Before the German invasion, Krakow was an influential cultural centre for approximately 70,000 Polish Jews who had lived there since the 13th century. The Krakow Ghetto was one of five major, metropolitan Jewish ghettos created for the purpose of persecution, terror, and exploitation of Polish Jews during the Nazi occupation of Poland in World War II.
Persecution of the Jewish population of Krakow began soon after the German troops entered the city on 6 September 1939, in the course of their invasion of Poland. By May 1940, the Nazi occupation authority announced that Krakow should become the “cleanest” city in the General Government (an occupied, but unannexed part of Poland).
The Krakow Ghetto was formally established on 3 March 1941 in the Podgórze district, not in the Jewish district of Kazimierz. Displaced Polish families from Podgórze took up residences in the former Jewish dwellings outside the newly established ghetto. Meanwhile, 15,000 Jews were crammed into an area previously inhabited by 3000 people, who used to live in a district consisting of 30 streets, 320 residential buildings, and 3167 rooms. As a result, one apartment was allocated to four Jewish families, and many less fortunate lived on the street. The ghetto was surrounded by the newly built walls that kept it separated from the rest of the city. In a grim foreshadowing of the near future, these walls contained brick panels in the shape of tombstones. All windows and doors that gave onto the “Aryan” side were ordered bricked up. Only four guarded entrances allowed traffic to pass through. Small sections of the wall still remain today, fitted with a memorial plaque.
Young people of the Akiva youth movement joined forces with other Zionists to form a local branch of the Jewish Fighting Organisation (ŻOB) and organise resistance in the ghetto. They were supported by the Polish underground Armia Krajowa (“Home Army”). The group carried out a variety of resistance activities.
Among the most spectacular operations conducted by the Jewish resistance was the bombing of the Cyganeria café – a gathering place of Nazi officers. Unlike in Warsaw, their efforts did not lead to a general uprising before the ghetto was liquidated.
From 30 May 1942 onward, the Nazis implemented systematic deportations from the ghetto to surrounding concentration camps. The ghetto was liquidated between June 1942 and March 1943, with most of its inhabitants sent to the Belzec extermination camp or Płaszów labour camp (and exterminated later at the Auschwitz concentration camp).
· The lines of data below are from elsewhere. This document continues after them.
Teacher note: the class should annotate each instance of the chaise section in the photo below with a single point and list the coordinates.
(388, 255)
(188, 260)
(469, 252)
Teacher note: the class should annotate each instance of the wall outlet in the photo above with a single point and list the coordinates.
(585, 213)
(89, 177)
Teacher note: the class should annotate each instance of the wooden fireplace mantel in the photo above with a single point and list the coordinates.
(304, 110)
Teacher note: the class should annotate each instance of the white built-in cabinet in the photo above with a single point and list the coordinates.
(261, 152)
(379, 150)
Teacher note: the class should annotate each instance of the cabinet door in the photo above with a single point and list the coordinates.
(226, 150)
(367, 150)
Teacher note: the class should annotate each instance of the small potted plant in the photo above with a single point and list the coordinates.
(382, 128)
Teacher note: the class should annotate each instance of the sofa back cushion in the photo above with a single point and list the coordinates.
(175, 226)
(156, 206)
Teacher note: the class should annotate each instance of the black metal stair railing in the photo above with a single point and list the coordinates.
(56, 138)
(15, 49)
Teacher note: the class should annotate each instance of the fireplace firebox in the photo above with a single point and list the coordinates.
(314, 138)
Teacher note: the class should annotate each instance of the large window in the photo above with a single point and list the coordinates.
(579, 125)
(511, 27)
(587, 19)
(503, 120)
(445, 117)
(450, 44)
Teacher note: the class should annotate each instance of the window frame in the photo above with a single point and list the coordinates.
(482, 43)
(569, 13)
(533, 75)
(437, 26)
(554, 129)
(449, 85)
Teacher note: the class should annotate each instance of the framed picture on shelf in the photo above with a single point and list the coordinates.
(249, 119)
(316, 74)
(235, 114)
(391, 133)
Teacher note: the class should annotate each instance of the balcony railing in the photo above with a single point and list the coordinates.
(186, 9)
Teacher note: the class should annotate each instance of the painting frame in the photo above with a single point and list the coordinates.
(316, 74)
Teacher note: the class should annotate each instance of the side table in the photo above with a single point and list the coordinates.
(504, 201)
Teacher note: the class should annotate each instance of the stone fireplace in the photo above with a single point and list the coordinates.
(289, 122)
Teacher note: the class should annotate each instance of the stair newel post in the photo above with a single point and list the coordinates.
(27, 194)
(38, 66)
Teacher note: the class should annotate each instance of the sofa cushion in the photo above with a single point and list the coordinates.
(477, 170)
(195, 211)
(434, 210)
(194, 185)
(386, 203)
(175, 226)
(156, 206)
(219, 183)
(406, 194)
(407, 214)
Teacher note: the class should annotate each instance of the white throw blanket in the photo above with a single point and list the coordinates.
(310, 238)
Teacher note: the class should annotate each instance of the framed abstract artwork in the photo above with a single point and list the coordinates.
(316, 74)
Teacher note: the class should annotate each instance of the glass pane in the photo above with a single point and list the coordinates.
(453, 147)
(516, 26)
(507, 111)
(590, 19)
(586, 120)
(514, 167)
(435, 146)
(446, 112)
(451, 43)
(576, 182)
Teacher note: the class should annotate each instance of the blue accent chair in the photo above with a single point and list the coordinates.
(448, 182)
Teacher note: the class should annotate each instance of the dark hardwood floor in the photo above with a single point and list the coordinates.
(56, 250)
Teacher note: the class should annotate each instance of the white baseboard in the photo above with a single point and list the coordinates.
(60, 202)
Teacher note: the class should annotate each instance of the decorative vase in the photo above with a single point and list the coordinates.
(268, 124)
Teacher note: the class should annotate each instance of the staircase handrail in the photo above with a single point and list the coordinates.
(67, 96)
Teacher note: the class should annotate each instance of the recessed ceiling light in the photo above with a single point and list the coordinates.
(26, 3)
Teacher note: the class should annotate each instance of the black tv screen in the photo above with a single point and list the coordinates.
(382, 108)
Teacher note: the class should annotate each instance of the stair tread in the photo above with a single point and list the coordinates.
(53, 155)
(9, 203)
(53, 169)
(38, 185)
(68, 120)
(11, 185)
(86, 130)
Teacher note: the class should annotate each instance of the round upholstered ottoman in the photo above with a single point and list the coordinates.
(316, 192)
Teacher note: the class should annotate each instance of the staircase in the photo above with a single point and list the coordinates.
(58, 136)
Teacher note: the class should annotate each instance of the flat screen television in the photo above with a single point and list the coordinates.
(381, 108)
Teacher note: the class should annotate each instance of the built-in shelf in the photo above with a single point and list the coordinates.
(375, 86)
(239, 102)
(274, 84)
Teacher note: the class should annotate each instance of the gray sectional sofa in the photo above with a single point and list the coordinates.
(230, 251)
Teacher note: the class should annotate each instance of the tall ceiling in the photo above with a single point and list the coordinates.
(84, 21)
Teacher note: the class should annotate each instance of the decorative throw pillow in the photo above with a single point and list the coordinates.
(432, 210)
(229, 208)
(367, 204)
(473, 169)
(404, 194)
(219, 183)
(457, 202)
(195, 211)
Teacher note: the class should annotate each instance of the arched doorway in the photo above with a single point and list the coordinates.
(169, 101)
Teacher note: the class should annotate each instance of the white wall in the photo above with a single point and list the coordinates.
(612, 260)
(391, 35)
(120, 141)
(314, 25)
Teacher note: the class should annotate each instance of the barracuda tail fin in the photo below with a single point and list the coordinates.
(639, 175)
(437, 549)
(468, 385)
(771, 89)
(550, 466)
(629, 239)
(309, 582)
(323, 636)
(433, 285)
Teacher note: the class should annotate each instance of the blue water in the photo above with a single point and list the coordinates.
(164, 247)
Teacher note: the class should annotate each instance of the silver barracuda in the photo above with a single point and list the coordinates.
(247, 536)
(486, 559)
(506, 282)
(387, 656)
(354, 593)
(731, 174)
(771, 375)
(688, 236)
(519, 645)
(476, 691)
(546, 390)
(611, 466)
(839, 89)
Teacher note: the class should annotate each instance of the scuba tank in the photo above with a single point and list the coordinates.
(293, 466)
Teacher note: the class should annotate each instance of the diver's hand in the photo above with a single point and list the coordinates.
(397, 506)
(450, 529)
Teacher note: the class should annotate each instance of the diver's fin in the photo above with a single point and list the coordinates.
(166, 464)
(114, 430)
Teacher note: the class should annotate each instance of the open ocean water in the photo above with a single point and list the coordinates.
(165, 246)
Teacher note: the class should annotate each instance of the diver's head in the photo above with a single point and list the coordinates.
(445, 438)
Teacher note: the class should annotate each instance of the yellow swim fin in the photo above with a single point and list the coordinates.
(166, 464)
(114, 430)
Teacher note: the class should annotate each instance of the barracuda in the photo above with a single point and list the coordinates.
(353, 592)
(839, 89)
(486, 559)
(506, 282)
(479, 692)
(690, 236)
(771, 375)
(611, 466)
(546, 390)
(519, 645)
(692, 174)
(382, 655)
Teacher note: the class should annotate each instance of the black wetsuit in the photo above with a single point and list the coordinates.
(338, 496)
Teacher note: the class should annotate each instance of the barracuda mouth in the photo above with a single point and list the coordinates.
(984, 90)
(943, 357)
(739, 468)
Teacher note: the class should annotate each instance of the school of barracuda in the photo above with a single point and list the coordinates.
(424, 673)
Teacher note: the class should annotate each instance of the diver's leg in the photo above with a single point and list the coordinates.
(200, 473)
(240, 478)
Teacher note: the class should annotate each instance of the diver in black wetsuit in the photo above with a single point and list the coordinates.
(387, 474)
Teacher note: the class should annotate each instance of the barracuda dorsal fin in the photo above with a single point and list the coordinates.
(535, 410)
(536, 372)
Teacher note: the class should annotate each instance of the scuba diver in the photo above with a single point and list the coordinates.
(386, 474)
The Jews from the ghetto were first assembled on Zgody Square, and then escorted to a railway station in Prokocim. The first transport consisted of 7,000 people, the second, of additional 4,000 Jews deported to the Belzec extermination camp on 5 June 1942. On 13 – 14 March 1943 the final “liquidation” of the ghetto was carried out under the command of SS-Untersturmführer Amon Göth. 8,000 Jews deemed able to work were transported to the Płaszów labour camp. Those deemed unfit for work, some 2,000 Jews, were killed in the streets of the ghetto on those days. Any remaining were sent to Auschwitz.
Among the numerous victims held in captivity in the Krakow Ghetto were such famous figures as Roman Polanski, who evoked his childhood experiences in his memoir “Roman”. Other notable people include Mordechai Gebirtig, who was one of the most influential and popular writers of Yiddish songs and poems.
Other notable figures who were in the ghetto are Miriam Akavia, an Israeli writer who survived the Krakow Ghetto and concentration camps, and Roma Ligocka – a Polish costume designer, writer, and painter. Renowned dermatologist and co-discoverer of Reyes Syndrome, Dr Jim (Jacob) Baral was also a Krakow Ghetto survivor.